Face to face
Jay Wilson’s “Weaver,” combines his hand-woven tapestries and an image he drew of himself.
Fri
Sep
11
From the first imprinting of infancy to the constancy of long-term intimacy, interacting with someone (even oneself) face-to-face remains one of the most immediate and complex acts of human communication.
Portraits–those works of art that mediate the face-to-face relationship–create a meeting space that we can revisit again and again, a space of literal representation with emotional and psychological overtones. The compelling nature of portraiture has been the focus of the triennial Schaefer Portrait Challenge, begun on Maui in 2003 and now, in its third cycle, shown on Oahu for the first time.
Initially, the exhibition adhered to rather conservative standards, limited in media and requiring that the subject of the portrait be a “person of distinction”–known and noteworthy in the Islands. Now media range from traditional oil painting to drawing, mixed media and sculpture and, perhaps most importantly, the requirements placed on choice of subjects have been lifted. The exhibition, now more egalitarian in nature, holds a collective mirror up to our diverse island community and serves as a reminder that there is something worth noting and depicting in each life, any life, even as we come to know the various roles each person plays–child, parent, spouse, lover, teacher, farmer, artist, scholar, visionary, veteran.
One benefit of the new format is the greater number of artists’ self-portraits–always a compelling subcategory of portraiture–that are among the most interesting works on view. Beyond the simple convenience of always having a model ready at hand, artists may do some soul-searching or a reality check in the process of creating a persona with which to face the world. Jay Wilson’s “Weaver,” (pictured at right) is a mixed-media work combining drawing, photography and digital imagery. It sets a clean and elegant line drawing into the context of the geometric patterning of the tapestries for which the artist is known. Howard Lapp’s “Studies for the Schaefer” (three oil studies in color for a large portrait in gray) reveal the artist’s ability to read both surface and structure of the face and head, and translate them into hard-edged sections that hint at Lapp’s interest in woodblock printmaking. Rich Hevner’s “Marriage on Paper, Looking for a Sonnet”–a large mixed-media drawing on paper that won the substantial Juror’s Prize–is a double portrait (artist and wife/muse) that filters the lens of likeness through the artist’s very distinctive drawing style.
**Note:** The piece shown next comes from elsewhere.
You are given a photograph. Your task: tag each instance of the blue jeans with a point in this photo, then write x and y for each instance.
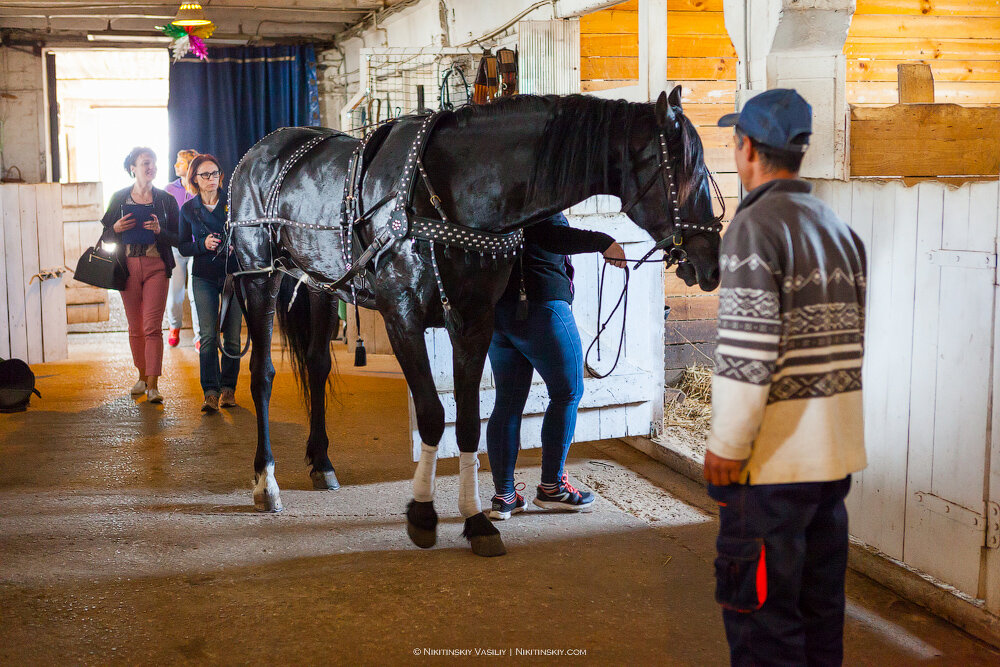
(548, 341)
(782, 557)
(207, 297)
Also of note are a number of works that seem liberated by the more inclusive guidelines for media, from Karen Mortensen’s full-length study constructed of painted screening, through which can be seen a second face, to Bob Getzen’s wood inlay study of Rick Rutiz, a fellow woodworker.
The use of specific materials to reinforce facets of identity is also evident in works as diverse as Charlie Lyon’s “Timing” (a full-length study of master surfboard shaper Bob “Ole” Olson, painted on a surfboard) and fiber artist Madeleine Soder’s work, in which she has burned tiny holes in silk organza that coalesce into a self-portrait.
This is not to say that portraits created along more classic guidelines don’t hold their own. What is interesting in many of these works is the choice made by the artist about how to frame his or her subject. Norm Graffam’s oil study of “Elaine” isolates the figure in a minimal but luminous space, focusing our attention both on her deeply-shadowed face and on the tautness of her pose. On the other hand, Mike Carroll’s study of Lanai resident Alberta De Jetley places her in the lush setting of her farm, red T-shirt and red earth vibrating against the greens of her camouflage pants and the foliage of her crops. From Kauai to Hawaii, this is who we are.